Momoh had spent nine months in detention at the Maximum Security Prison in the capital Freetown.
The former head of state, who ruled the West African country from 1985 to 1992, was one of the 21 civilians who were tried for supporting the Armed Forces Revolutionary Council (AFRC) junta which ruled Sierra Leone from May 1997 to February 1998.
During Thursday’s ruling, 15 civilians, including the AFRC’s Attorney General Ajibola Manley-Spaine, were found guilty and sentenced to death for treason. They have 21 days within which to appeal their convictions.
If a higher court overturns their appeal, all of them would be hanged to death.
Only captain Gibril Massaquoi, spokesman for the rebel Revolutionary United Front (RUF) which teamed up with renegade junior officers of the Sierra Leone army in May 1997 to overthrow President Ahmed Tejan Kabbah’s government, was freed.
Massaquoi was found not guilty by the 12-member panel of jurors and was accordingly acquitted and discharged.
His acquittal has, however, enraged the civilian population in Freetown who are demanding his head. “Massaquoi is a murderer, a terrorist and demon. How could they let him off the hook?
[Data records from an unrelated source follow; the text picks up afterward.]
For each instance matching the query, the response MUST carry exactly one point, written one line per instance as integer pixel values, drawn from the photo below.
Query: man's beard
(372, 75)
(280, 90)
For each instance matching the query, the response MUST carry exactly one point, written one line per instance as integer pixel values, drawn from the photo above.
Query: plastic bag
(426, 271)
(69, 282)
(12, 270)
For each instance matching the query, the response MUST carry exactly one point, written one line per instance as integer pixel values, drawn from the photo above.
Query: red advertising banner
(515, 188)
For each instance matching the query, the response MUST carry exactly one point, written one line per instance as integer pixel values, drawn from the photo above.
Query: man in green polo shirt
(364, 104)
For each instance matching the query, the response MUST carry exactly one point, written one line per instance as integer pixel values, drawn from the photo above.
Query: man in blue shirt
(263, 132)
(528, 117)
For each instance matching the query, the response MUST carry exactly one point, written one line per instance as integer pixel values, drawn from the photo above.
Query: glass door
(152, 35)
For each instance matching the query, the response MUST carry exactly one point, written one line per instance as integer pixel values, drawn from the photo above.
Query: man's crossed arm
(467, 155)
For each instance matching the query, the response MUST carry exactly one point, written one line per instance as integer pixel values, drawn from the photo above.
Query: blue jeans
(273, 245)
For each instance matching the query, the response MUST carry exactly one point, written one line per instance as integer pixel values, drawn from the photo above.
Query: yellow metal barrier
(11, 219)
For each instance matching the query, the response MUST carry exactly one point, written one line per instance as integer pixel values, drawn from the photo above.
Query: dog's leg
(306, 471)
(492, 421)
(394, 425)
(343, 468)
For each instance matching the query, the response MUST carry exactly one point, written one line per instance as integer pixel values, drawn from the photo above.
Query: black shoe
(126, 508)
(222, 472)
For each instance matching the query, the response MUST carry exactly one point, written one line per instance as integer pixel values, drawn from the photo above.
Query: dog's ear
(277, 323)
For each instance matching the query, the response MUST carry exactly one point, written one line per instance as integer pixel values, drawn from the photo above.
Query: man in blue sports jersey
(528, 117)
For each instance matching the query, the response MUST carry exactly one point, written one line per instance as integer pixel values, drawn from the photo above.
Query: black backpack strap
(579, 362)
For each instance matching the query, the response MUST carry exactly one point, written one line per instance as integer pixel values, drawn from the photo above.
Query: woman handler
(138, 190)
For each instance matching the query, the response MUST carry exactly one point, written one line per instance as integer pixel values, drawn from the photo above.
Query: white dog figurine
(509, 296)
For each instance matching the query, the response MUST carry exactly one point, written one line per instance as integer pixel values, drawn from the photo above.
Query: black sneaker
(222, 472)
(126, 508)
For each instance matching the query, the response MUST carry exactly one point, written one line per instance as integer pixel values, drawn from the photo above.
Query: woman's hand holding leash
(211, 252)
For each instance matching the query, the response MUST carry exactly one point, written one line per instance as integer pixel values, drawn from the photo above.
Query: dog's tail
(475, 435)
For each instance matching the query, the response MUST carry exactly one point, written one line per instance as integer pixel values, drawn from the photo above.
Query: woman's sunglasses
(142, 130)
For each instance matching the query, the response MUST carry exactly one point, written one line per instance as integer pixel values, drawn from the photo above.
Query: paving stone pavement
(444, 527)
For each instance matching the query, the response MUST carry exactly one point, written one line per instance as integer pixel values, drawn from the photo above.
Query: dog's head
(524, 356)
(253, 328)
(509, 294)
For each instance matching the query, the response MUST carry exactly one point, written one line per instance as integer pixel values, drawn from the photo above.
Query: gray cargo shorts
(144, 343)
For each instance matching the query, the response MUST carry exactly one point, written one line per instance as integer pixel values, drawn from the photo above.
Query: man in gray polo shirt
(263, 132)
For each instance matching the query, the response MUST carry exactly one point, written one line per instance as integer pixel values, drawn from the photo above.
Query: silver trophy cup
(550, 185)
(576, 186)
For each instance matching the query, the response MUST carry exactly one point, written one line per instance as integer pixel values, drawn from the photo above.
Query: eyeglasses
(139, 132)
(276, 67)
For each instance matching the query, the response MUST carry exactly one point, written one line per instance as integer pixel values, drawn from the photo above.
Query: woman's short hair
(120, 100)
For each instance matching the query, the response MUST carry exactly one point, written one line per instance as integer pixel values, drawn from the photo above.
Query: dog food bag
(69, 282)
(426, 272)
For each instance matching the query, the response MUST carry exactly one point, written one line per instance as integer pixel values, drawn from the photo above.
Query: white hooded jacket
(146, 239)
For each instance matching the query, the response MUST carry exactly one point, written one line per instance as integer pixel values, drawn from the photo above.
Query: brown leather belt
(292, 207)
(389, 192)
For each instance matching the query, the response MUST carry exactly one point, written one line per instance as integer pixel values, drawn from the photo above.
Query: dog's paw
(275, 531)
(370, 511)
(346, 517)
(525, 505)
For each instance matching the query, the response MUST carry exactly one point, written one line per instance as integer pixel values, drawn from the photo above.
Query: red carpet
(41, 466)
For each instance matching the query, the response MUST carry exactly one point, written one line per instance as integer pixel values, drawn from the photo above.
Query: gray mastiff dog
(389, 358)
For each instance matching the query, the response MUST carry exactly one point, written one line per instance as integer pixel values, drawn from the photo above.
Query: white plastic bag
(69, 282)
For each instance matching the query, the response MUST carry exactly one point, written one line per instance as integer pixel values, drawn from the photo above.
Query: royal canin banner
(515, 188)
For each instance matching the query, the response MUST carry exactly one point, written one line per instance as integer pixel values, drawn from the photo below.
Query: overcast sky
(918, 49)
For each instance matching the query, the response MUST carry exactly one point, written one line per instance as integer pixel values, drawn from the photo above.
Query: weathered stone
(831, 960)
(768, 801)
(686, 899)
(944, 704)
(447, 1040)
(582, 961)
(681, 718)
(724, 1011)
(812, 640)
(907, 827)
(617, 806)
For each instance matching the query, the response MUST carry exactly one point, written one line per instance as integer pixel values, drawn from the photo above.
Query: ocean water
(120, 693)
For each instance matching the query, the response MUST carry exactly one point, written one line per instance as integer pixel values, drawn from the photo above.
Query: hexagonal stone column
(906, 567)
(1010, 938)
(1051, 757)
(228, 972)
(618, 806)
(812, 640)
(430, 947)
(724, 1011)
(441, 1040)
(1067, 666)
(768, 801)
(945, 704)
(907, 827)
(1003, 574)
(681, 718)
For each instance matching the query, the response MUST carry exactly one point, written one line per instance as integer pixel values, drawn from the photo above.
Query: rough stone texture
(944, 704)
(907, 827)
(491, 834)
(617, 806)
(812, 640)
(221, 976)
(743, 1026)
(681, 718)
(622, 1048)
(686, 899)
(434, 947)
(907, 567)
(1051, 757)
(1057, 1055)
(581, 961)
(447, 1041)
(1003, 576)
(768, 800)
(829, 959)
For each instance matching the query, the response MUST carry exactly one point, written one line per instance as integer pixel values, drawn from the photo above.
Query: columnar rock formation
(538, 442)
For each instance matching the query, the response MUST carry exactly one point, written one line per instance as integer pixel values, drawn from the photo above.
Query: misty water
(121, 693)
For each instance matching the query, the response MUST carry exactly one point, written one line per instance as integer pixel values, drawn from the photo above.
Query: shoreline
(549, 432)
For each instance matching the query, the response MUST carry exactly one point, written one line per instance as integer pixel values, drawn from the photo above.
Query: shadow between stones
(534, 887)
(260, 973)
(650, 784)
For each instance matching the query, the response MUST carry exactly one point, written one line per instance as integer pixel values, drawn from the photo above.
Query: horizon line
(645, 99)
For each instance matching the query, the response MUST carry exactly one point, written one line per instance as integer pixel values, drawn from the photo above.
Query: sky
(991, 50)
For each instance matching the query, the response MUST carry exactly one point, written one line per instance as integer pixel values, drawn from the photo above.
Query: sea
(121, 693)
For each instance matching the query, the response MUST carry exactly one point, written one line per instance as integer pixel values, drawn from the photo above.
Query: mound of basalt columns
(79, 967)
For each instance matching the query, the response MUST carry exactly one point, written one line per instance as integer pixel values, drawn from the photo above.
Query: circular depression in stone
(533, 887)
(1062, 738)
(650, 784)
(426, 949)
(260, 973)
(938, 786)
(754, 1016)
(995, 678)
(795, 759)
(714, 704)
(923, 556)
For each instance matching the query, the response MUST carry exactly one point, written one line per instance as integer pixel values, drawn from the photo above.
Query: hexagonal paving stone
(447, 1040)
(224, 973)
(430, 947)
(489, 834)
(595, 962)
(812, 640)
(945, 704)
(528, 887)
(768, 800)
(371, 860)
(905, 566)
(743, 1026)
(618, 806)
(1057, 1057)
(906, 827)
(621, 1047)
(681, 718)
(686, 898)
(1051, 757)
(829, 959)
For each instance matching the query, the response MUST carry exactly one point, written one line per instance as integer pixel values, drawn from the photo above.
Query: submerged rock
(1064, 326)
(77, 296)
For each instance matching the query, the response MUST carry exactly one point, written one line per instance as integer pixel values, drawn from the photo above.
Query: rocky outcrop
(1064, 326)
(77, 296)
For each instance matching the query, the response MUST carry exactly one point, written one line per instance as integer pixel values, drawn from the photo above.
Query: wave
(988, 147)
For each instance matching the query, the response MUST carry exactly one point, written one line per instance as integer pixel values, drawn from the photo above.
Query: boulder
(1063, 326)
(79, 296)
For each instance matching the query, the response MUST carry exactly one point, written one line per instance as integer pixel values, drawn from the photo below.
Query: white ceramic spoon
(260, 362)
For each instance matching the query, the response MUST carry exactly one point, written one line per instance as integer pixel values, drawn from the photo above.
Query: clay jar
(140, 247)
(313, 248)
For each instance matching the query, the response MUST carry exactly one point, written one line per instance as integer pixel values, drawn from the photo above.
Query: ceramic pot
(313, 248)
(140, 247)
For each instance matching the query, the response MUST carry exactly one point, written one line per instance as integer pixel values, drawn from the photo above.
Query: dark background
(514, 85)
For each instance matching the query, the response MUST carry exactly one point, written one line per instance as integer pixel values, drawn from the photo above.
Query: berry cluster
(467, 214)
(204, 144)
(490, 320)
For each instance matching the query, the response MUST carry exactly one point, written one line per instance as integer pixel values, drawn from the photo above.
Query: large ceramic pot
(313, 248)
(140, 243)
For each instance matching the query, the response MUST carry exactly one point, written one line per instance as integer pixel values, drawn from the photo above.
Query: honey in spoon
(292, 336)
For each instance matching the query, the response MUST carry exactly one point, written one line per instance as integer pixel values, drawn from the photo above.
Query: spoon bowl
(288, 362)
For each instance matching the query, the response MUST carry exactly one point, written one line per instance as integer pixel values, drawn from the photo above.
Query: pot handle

This is a traversy of justice,” fumed Aminata Rogers, a 39-year-old victim of the rebel war, whose limbs were severed by the insurgents with machete.
But Massaquoi, who was the rebel war strategist and the man alleged to have led a 1994 attack on the northwestern town of Kambia, abducting 100 school children, was in the Ivorian capital of Abidjan, when the 1997 coup took place and was not a key player in the AFRC regime.
“I think Massaquoi should be tried for crimes against humanity, he was the brain behind the RUF’s carnage in the countryside,” said Mustapha Sillah, a businessman in Freetown.
Sierra Leone’s newspapers also criticised Massaquoi’s release. “If Gibril Massaquoi can be freed, then why try corporal Foday Sankoh (the RUF leader who has been sentenced to death). Little wonder why some people prefer mob justice,” said the independent newspaper “Vision” in its editorial on Friday.
More than 40 civilians have so far been sentenced to death for their part in the 1997 coup. Last month 24 military officers were publicly executed by a firing squad, after they were found guilty of treason, by a military court.
The 24 were executed despite appeals for clemency by the international community. “The use of the death sentence penalty will not contribute to the process of reconciliation in Sierra Leone,” the London-based human rights group ‘Amnesty International’ said, shortly before the execution.
Britain also appealed to President Ahmed Tejan Kabbah to commute the death penalty to a prison sentence.
Kabbah, still enraged by the coup, fled into exile in neighbouring Guinea with his government and returned to Sierra Leone only after the junta was toppled by a Nigerian-led West African peacekeeping force “ECOMOG’ in February.
After they were overthrown, the remnants of the junta fled into the countryside where they are wagging a guerrilla war against the Kabbah government.
President Kabbah has offered amnesty to rebels who lay down their weapons. A demobilisation, disarmament and reintegration (DDR) of ex-combatants is currently underway, with funds provided by the World Bank, the United States and Britain.